NEW YORK (CNN/Money) -
The pace of U.S. productivity growth in the second quarter was a little faster than initially thought, the government said Friday, though still much lower than the first quarter's red-hot pace.
The Labor Department said it revised its reading of U.S. productivity -- a key measure of worker output per hour -- in the second quarter to a 1.5 percent annual growth rate, compared with an initial estimate of 1.1-percent growth.
Economists, on average, expected the Labor Department to keep its reading unchanged at 1.1 percent, following the first quarter's 8.6 percent rate, according to Briefing.com.
It was the worst quarter for productivity since a 0.1 percent drop in the second quarter of 2001, but productivity was still 4.8 percent higher than it was a year ago.

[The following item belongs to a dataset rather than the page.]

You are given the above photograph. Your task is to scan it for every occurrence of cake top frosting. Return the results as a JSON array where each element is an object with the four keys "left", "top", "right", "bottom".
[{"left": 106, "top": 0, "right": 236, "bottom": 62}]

Total output dropped to 0.5 percent growth from 6.2 percent growth in the quarter. The number of hours worked fell 0.7 percent after falling 2.2 percent in the first quarter.
Unit labor costs, a measure of wage inflation, rose 2.4 percent after falling 4.6 percent in the first quarter.
The data had little impact on U.S. stock market futures, which traded lower, pointing to a negative opening on Wall Street, following a separate Labor Department report showing weekly jobless claims stayed above a benchmark level for the second straight week. Treasury bond prices were mostly higher.
The jobless claims report helped point out the downside of productivity growth -- it's come at the expense of the labor market, as companies have learned to get more production out of fewer workers.